Read MAF Files
read_maf¶
Short description¶
Reads a MAF file and returns a PyMutation object with automatic caching and performance optimizations.
Signature¶
def read_maf(path: str | Path,
assembly: str,
cache_dir: Optional[str | Path] = None,
consolidate_variants: bool = True
) -> PyMutation:
Parameters¶
Parameter | Type | Required | Description |
---|---|---|---|
path |
str \| Path |
Yes | Path to the MAF file (.maf or .maf.gz). |
assembly |
str |
Yes | Version of the genome assembly. Must be either "37" or "38". |
cache_dir |
str \| Path |
No | Directory for caching processed files.
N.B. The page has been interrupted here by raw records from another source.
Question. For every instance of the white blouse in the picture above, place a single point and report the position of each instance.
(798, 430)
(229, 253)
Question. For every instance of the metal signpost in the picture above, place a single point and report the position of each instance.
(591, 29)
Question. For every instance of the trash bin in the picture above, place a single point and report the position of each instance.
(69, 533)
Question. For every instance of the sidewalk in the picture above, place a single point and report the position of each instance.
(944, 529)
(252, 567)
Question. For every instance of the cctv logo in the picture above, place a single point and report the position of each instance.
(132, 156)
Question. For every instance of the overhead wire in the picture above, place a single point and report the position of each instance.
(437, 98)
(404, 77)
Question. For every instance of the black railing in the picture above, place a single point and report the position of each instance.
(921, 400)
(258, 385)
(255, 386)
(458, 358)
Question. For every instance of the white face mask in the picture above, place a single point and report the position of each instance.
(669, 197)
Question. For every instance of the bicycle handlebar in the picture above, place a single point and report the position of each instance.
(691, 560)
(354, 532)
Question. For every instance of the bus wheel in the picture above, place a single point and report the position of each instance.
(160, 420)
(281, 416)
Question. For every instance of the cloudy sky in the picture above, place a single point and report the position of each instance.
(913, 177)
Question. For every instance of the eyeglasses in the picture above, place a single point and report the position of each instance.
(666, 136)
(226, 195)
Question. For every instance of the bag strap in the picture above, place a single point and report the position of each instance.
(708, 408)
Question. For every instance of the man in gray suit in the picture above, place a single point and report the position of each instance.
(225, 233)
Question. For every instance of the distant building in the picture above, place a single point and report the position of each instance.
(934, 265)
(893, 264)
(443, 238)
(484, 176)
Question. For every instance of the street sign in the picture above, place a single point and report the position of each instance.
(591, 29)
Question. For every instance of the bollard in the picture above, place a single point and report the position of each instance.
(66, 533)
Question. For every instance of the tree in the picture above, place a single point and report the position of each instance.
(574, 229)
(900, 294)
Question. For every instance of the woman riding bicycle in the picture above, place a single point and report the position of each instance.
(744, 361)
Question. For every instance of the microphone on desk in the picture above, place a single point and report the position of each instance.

If None, uses a .pymut_cache directory next to the input file. |
consolidate_variants |
bool |
No | If True (default), consolidates identical variants that appear in multiple samples into a single row. If False, maintains the original behavior where each MAF row becomes a separate DataFrame row. |
Return value¶
Returns a PyMutation
object containing the mutations read from the MAF file, converted to wide-format. Includes metadata with information about the source file, comments, and configuration.
Exceptions¶
FileNotFoundError
: if the specified MAF file path does not exist.ValueError
: if the MAF file is missing required columns or has an invalid format, or if the assembly parameter is not "37" or "38".ImportError
: if the 'pyarrow' library cannot be imported and the 'c' engine alternative also fails.Exception
: for any other errors encountered while reading or processing the file.